Brooke sniffed, scrunching her nose in an exaggerated way. “Or wait. Shower first then wine. It reeks in here. And you look like shit.”
“Yeah well, life feels pretty shitty.”
“We hear that, sister,” Kelly said, moving to my kitchen like she’d been in it every day of her life. To my recollection, she’d never actually been in my house. But whatever. Kelly and Brooke were bulldozers of the most loving kind.
Friends. Good friends. They were just nutty. And obviously Kelly knew everything considering Ryan had been the responding officer that night.

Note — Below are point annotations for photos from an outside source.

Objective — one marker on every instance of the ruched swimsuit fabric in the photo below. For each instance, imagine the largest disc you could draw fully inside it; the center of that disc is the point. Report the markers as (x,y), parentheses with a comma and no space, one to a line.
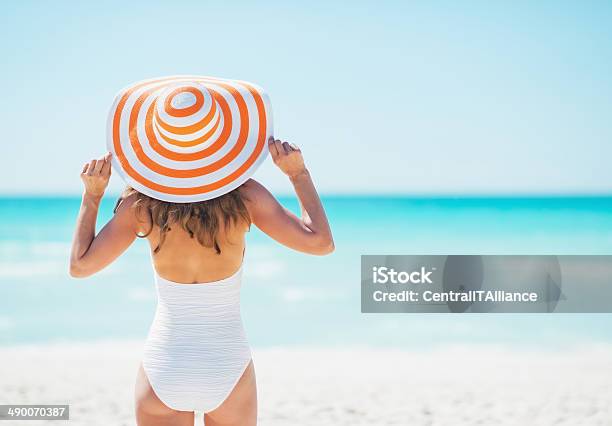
(196,350)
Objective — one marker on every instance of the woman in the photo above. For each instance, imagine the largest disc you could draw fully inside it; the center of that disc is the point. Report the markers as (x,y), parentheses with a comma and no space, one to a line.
(196,356)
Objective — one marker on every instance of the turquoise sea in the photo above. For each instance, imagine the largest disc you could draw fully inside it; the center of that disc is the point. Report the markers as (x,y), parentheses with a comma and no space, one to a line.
(294,299)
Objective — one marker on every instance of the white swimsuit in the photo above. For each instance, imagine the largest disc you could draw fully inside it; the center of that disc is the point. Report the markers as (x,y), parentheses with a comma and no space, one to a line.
(196,350)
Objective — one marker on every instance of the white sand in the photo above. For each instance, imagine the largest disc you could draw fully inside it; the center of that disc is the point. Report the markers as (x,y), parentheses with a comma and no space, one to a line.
(479,385)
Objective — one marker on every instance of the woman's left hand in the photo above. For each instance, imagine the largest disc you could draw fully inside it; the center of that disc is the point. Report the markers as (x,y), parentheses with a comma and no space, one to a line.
(96,174)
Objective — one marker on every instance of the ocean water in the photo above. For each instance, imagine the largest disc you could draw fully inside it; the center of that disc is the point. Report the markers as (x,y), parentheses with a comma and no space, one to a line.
(293,299)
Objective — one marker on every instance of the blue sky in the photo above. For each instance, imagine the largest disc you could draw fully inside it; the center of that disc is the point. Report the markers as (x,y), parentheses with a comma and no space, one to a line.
(383,97)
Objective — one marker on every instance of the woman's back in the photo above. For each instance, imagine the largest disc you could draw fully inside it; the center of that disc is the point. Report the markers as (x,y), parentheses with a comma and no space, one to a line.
(182,259)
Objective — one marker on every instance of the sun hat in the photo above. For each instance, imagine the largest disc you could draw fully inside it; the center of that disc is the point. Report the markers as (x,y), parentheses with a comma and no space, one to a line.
(188,138)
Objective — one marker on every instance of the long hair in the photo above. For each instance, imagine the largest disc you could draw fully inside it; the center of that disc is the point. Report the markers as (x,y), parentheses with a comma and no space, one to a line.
(203,220)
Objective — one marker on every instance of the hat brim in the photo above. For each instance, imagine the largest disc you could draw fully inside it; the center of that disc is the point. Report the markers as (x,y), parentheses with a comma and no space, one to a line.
(212,161)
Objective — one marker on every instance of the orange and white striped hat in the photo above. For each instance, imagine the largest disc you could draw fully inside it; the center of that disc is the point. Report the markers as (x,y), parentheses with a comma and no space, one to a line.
(188,138)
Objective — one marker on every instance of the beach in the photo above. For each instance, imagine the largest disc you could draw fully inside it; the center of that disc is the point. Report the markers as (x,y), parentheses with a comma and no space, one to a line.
(350,386)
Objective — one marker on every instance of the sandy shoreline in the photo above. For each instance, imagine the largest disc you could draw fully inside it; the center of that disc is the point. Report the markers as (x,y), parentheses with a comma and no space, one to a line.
(458,386)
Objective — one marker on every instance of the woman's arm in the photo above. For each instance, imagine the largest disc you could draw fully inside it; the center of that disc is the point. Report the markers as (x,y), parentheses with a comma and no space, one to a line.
(310,233)
(90,253)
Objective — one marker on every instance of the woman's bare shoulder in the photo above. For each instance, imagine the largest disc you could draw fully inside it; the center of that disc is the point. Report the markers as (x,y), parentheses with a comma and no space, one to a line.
(253,190)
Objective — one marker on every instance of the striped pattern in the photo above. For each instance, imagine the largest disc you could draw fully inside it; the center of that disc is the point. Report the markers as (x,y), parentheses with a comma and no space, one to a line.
(196,350)
(188,138)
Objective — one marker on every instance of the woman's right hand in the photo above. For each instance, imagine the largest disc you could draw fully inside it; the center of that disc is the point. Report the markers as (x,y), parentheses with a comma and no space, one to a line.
(96,174)
(287,157)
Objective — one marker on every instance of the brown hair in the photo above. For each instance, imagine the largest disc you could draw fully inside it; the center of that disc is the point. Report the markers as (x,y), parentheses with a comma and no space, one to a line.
(202,219)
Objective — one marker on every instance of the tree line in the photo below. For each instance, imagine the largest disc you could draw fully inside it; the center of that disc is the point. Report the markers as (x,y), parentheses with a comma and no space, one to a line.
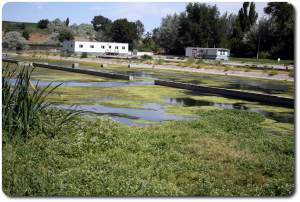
(200,25)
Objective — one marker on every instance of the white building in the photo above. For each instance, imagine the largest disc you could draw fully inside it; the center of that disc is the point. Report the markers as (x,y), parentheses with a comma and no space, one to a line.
(98,48)
(207,53)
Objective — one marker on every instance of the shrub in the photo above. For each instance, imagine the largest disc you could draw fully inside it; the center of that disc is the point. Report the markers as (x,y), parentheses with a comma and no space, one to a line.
(43,24)
(160,61)
(146,57)
(292,73)
(83,55)
(24,106)
(264,55)
(14,41)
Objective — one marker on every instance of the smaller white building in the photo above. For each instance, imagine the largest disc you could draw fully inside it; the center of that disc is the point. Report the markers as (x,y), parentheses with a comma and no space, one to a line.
(98,48)
(207,53)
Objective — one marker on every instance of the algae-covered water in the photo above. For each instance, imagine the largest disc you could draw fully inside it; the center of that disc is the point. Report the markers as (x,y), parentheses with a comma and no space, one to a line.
(139,102)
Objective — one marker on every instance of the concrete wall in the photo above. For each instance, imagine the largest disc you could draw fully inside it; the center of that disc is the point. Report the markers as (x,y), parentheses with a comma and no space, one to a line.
(84,71)
(207,53)
(74,70)
(269,99)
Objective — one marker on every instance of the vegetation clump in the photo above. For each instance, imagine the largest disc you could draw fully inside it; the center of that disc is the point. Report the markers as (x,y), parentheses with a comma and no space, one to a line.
(223,153)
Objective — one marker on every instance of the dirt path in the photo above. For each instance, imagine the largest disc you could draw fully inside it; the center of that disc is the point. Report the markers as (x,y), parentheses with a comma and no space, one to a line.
(251,74)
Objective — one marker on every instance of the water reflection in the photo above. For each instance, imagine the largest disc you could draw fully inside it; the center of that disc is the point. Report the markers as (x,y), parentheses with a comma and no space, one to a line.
(277,116)
(150,112)
(88,84)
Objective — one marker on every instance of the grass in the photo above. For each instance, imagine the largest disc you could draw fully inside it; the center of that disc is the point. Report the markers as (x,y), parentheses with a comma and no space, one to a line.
(21,26)
(262,61)
(223,153)
(24,105)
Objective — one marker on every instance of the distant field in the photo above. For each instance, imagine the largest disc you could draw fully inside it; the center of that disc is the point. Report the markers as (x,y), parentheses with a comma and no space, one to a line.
(271,61)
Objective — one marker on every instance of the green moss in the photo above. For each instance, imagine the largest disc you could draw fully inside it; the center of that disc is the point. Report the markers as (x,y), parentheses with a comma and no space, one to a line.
(123,103)
(223,153)
(184,110)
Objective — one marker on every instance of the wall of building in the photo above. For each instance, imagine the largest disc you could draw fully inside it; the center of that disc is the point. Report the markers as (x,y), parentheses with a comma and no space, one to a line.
(101,47)
(207,53)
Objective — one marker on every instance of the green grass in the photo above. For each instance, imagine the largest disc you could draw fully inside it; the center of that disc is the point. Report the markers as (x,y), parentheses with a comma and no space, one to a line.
(262,61)
(223,153)
(21,26)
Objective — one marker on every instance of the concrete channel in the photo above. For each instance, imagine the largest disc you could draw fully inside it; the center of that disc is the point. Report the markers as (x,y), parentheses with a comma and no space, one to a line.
(70,69)
(251,96)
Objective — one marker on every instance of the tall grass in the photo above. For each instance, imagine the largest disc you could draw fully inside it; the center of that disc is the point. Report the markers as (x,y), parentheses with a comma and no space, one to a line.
(24,105)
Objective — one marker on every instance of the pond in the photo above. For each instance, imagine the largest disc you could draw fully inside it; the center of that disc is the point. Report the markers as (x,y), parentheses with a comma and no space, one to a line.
(149,113)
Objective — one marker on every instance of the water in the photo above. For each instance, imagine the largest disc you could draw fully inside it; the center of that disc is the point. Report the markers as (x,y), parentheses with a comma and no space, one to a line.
(151,112)
(88,84)
(277,116)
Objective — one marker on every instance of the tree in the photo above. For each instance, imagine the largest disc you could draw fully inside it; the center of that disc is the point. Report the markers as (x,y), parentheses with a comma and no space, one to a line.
(53,39)
(140,28)
(25,34)
(247,18)
(101,23)
(124,31)
(252,14)
(56,25)
(84,31)
(14,41)
(166,35)
(282,19)
(242,29)
(65,34)
(199,26)
(148,43)
(43,24)
(67,22)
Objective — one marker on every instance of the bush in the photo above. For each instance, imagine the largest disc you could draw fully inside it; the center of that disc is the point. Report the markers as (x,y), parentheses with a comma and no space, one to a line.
(14,41)
(264,55)
(43,24)
(25,34)
(146,57)
(22,102)
(83,55)
(160,62)
(24,106)
(65,34)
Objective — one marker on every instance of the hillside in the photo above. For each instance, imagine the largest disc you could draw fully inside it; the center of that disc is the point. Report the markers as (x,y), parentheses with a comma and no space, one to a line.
(36,35)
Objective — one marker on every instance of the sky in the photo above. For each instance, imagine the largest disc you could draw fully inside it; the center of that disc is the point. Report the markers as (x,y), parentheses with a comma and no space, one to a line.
(150,13)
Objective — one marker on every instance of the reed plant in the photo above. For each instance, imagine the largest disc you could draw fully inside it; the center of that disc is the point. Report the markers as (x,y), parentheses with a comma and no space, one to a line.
(24,106)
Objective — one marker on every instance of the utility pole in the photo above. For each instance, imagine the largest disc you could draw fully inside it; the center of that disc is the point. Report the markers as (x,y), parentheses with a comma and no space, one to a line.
(258,45)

Brooke walked to me, placed two hands on my shoulders and turned me toward my bedroom. She walked me toward my room, singing all the way. Literally. “Come on, come on, let’s wash the grime right off of you, and then we’ll drink and talk about what’s going on with you.”
I gave her a look over my shoulder.
“So I sing to get my students to do what I want them to. Sue me.”
“God you’re weird,” I muttered, yet I was letting her push me forward. Perhaps her singing worked.
I found myself unable to resist her in some oddly comforting hypnotic way.
She shoved me into the bathroom and grinned from the doorway. “Go on. I’ll get you some clean clothes while you’re in there. Take your time.” She pretended to sniff something foul in the air. “Please. Take all the time you need.”
I grabbed a washcloth from my counter and chucked it at her face. “Go away.”
I slammed the door shut. That’d be the end of her cheerfulness.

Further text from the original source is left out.